The airline is Boeing's biggest customer and had 34 of the planes in its fleet - 4.5% of the total - when they were grounded on March 13.
Aside from that, the Southwest and American, had also been taking heavy hits in to their profits as they had to grapple with a growing number of passengers during holiday seasons with slimmer fleets.
The domestic-focused U.S. carrier, which had previously set February 8 as a return date for the MAX, said "proactively" removing the aircraft from service reduced the likelihood of last-minute cancellations and disruption.
An internal review by the Federal Aviation Administration (FAA) also found regulators often deferred to Boeing on questions of safety, allowing the company to conduct safety testing largely on its own. Southwest had originally grounded the plane through February 8, and has now extended that grounding through March 6, the biggest delay from a US carrier.
The airline cited "continued uncertainty around the timing of MAX return to service" in its decision to extend cancellations by another month, the longest delay for any USA carrier.
American Airlines then announced it expected to the MAX begin flying again on March 5, 2020. Boeing has confirmed it must submit revised documentation. The FAA said it would take 30 days after the certification flight before it would unground the plane. according to Reuters.

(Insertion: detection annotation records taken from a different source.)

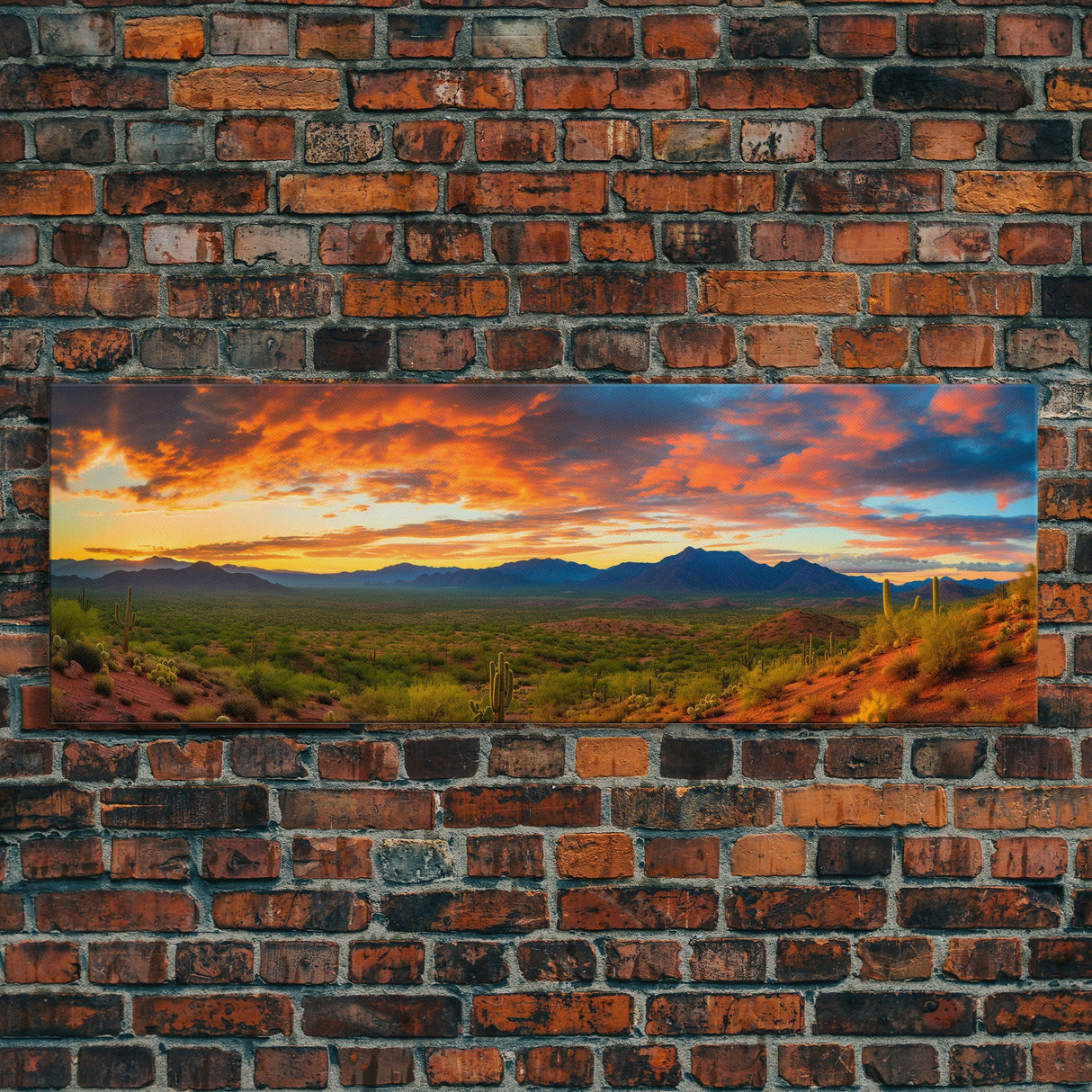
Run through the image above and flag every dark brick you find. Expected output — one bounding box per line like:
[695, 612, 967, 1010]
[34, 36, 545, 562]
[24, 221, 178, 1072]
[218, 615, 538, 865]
[907, 15, 986, 57]
[816, 834, 892, 876]
[434, 941, 508, 985]
[659, 736, 731, 781]
[402, 736, 479, 781]
[315, 327, 391, 371]
[997, 121, 1073, 163]
[909, 738, 986, 780]
[873, 65, 1032, 113]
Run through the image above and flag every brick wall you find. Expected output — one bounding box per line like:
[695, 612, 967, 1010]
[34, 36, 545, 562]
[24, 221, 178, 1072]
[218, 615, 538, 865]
[0, 0, 1092, 1090]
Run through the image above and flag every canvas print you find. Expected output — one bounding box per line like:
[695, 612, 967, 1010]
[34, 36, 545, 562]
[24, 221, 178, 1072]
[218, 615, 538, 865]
[50, 382, 1036, 725]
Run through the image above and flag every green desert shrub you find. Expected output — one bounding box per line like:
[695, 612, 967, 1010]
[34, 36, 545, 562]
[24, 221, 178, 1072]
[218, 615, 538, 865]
[49, 599, 103, 641]
[883, 652, 918, 682]
[918, 611, 979, 679]
[739, 659, 804, 709]
[67, 641, 103, 672]
[220, 694, 261, 723]
[185, 701, 219, 724]
[167, 683, 197, 705]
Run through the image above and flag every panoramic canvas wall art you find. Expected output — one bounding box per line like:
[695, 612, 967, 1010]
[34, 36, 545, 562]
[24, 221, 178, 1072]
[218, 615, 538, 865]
[50, 382, 1036, 726]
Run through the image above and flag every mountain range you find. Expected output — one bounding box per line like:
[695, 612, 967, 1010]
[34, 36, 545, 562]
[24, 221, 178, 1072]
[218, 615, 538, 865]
[51, 546, 995, 602]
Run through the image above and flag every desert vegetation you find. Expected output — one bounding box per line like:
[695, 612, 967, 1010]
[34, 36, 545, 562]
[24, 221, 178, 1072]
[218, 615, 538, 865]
[51, 573, 1035, 724]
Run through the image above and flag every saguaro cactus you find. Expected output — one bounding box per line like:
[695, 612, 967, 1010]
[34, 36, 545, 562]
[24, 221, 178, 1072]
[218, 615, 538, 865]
[113, 586, 137, 652]
[489, 652, 514, 724]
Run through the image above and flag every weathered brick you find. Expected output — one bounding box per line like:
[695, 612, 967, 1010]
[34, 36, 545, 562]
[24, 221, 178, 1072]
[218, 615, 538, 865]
[123, 15, 204, 61]
[698, 66, 860, 111]
[389, 15, 461, 57]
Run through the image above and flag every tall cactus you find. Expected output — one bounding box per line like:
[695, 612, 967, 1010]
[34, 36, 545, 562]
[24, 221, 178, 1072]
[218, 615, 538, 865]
[113, 586, 137, 652]
[489, 652, 514, 724]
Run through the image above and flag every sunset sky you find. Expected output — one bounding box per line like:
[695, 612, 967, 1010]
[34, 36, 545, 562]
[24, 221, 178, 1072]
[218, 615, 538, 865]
[50, 382, 1036, 582]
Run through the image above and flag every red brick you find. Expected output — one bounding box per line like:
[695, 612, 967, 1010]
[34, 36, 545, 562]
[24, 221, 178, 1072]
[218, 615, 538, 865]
[572, 327, 649, 371]
[520, 272, 685, 315]
[318, 739, 398, 781]
[485, 327, 562, 371]
[4, 940, 80, 984]
[830, 327, 909, 368]
[818, 15, 898, 58]
[52, 327, 133, 373]
[425, 1046, 505, 1087]
[515, 1046, 595, 1088]
[658, 323, 736, 368]
[641, 15, 721, 60]
[133, 994, 292, 1037]
[909, 118, 986, 163]
[644, 993, 804, 1035]
[698, 66, 863, 111]
[391, 121, 466, 163]
[698, 270, 859, 315]
[777, 1043, 857, 1088]
[474, 118, 557, 163]
[103, 170, 266, 215]
[470, 991, 633, 1035]
[255, 1046, 330, 1088]
[337, 1046, 414, 1087]
[0, 65, 167, 111]
[277, 172, 439, 214]
[167, 1046, 243, 1090]
[296, 12, 373, 61]
[490, 220, 568, 265]
[917, 326, 994, 368]
[562, 118, 641, 163]
[390, 15, 463, 57]
[751, 220, 823, 262]
[997, 224, 1073, 265]
[123, 15, 204, 61]
[318, 220, 394, 265]
[175, 940, 255, 985]
[466, 834, 544, 879]
[34, 890, 198, 933]
[212, 891, 371, 933]
[944, 937, 1021, 981]
[111, 837, 190, 880]
[690, 1043, 765, 1088]
[996, 12, 1073, 57]
[690, 939, 765, 981]
[448, 170, 607, 215]
[725, 887, 887, 930]
[557, 888, 716, 930]
[354, 68, 515, 111]
[557, 833, 633, 879]
[580, 219, 655, 262]
[524, 67, 690, 111]
[291, 836, 371, 879]
[342, 273, 508, 318]
[201, 837, 281, 880]
[0, 273, 159, 318]
[20, 837, 103, 880]
[615, 170, 775, 212]
[644, 837, 721, 879]
[744, 323, 820, 368]
[563, 17, 633, 59]
[167, 273, 329, 318]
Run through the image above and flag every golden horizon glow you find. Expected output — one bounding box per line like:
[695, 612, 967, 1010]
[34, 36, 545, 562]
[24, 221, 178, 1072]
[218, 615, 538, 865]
[50, 383, 1035, 583]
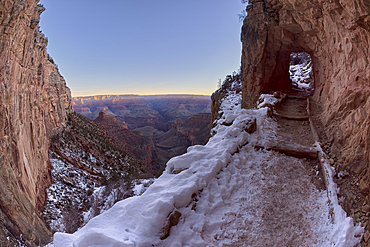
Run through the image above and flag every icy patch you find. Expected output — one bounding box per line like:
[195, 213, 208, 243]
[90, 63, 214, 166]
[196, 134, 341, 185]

It is the largest customer of the aircraft in the United States with 34 in its fleet and 200 orders pending when air authorities made the decision not to allow the planes to fly in the wake of the two fatal accidents.
The company has had discussions with Boeing regarding compensation for damages due to the Max groundings, but said on Friday that no conclusions have been reached.
Southwest Chief Executive Gary Kelly has said he is "not happy" with the MAX situation.
As a result of the extended cancellations, Southwest said it was unable to provide an update on first-quarter capacity guidance at this time.